Money as Access to Speech?

Part of the analysis I have found of the Citizens United v. FEC, 130 S.Ct. 876 (2010) decision centers around the ideas of corporate person-hood it relies upon and extends. I would argue, however, that the extension of corporate person-hood advanced by the Court in this decision was not unexpected. For example, a corporation can own property and is afforded all the rights which accompany property ownership. A corporation has the ability to sue and be sued. Also, like the Court indicated in its decision, the First Amendment's protection had long been recognized as applying to corporate speakers. Id. at 899. The Court had previously rejected the argument that a corporation, an association of persons, was not a natural person and not afforded First Amendment rights. Id. So, was this decision really as momentous as everyone believes it to be? With my limited knowledge of the law, I would argue yes. However, my argument stems not from the idea of corporate person-hood, but from the opinion's equation of freedom of speech with spending power or "money as speech."

Several critics of the decision have found the decision's equation with one's voice in free speech to one's spending power perhaps more troubling than its extension of corporate person-hood. Some critics refer to this idea as "money as speech." One critic of the decision, Roger Hodge, former editor of Harper's Magazine, said in a recent interview that he was most troubled by Justice Kennedy's replacement of the word "speak" throughout the decision with the words "contribute," "spend," and "buy." While I am somewhat troubled about the idea of money as speech, I do not necessarily agree with this characterization. The opinion itself explains why the ban on the amount of money a corporation is allowed to spend can invoke the First Amendment by stating that "[a]s a restriction on the amount of money a person or group can spend on political communication during a campaign, that statute necessarily reduces the quantity of expression by restricting the number of issues discussed, the depth of their exploration, and the size of the audience reached." Id. at 898. Thus, limiting its ability to speak freely as protected by the First Amendment.

One main concern about the theory of money as speech centers around value. If we view money as speech, obviously money has a specific value in society, so does this value translate to speech? The intrinsic answer is no. I assume most people would say that just because one speaker may have more money behind his or her message does not make it more valuable than the average person's message. However, if one looks at this theory as "money as access to speech" the message with the most spending power behind it would clearly be more valuable because the speaker would have more access to distribute the message and the listener would have more opportunities to receive that message.
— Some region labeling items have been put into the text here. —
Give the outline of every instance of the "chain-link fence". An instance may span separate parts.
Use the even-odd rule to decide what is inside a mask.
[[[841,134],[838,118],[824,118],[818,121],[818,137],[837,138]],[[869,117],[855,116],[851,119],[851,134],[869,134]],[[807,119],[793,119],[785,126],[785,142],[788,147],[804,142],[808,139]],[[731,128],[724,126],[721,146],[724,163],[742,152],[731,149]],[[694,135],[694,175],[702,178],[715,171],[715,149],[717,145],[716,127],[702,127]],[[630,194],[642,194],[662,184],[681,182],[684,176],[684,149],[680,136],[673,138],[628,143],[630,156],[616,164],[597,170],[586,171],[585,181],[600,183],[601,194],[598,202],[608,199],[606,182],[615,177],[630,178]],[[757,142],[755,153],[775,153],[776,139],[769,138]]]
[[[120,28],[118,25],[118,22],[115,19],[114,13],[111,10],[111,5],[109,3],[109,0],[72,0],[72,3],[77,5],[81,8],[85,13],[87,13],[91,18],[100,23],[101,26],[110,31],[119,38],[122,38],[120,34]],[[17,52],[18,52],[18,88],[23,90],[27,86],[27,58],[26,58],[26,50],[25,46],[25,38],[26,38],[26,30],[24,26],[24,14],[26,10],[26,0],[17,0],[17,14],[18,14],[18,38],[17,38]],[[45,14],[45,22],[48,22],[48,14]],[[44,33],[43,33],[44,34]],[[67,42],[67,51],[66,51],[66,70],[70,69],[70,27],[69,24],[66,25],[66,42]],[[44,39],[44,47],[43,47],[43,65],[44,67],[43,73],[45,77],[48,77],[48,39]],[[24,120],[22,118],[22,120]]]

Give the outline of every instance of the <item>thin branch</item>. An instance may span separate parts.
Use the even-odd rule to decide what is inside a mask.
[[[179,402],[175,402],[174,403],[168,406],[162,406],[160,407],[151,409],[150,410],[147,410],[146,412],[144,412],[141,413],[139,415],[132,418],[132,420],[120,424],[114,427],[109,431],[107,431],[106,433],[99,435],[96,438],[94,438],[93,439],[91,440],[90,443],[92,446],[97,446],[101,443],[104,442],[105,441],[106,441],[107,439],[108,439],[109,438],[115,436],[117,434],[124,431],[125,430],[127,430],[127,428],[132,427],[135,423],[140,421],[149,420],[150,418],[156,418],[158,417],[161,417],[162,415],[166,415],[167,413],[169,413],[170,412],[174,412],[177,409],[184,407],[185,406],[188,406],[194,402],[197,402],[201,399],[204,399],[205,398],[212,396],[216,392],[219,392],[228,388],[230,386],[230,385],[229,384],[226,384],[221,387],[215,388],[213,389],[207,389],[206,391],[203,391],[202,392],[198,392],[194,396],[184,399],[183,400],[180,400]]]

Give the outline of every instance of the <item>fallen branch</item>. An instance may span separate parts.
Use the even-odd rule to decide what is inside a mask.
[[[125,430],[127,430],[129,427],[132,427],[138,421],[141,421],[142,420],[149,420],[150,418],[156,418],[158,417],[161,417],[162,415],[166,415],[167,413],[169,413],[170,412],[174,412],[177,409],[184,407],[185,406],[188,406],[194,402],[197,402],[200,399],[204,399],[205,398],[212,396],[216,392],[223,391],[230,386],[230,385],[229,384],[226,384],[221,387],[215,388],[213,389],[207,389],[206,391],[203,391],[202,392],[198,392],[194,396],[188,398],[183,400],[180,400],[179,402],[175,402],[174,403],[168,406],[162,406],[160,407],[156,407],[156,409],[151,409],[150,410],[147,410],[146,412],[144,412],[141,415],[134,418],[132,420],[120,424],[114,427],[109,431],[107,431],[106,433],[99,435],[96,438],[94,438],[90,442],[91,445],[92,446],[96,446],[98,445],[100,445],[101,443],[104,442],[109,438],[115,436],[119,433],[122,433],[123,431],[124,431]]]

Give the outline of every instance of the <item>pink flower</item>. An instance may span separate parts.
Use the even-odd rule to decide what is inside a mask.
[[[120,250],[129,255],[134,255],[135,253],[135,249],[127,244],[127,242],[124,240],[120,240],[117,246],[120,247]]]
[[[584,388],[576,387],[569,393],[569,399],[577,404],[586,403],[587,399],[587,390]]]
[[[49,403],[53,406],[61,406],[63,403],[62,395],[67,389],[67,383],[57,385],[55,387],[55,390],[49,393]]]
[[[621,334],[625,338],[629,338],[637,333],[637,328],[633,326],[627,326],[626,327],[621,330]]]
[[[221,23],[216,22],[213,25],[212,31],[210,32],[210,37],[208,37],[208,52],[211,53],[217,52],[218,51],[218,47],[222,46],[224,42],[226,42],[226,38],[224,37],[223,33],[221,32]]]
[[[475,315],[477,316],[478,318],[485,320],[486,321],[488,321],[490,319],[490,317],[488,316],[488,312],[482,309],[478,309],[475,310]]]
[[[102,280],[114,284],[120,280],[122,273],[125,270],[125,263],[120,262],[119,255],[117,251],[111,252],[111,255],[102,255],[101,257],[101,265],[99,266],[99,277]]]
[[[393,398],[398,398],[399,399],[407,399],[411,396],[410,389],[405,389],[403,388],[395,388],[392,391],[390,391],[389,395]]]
Thus, the more money certain a speaker has the more quantity of expression, issues discussed, depth of exploration, and the larger the audience reached. It this idea of money as access to speech which makes corporate political speakers/spenders more valuable.

The rebuttal to the arguments against money as speech are numerous. For instance, without the ability to distribute your speech, i.e. fund what you have to say, what use is the freedom. Putting substantial limits on constitutionally guaranteed freedoms will not with stand strict scrutiny. Therefore, if we view a corporation as a person in the eyes of the law and as defined by the First Amendment, there can be no outright ban political spending to support political speech absent the Government proving that the restriction "furthers a compelling interest and is narrowly tailored to achieve that interest." Id.

In conclusion, it can be argued that the idea of the wealthiest in society having more access to speech is not new. After all, corporations are associations of persons, so they should be acting in the best interests of those persons, which in theory could make a corporate political speaker better for society than an individual political speaker, who may be acting solely for his or her own interests.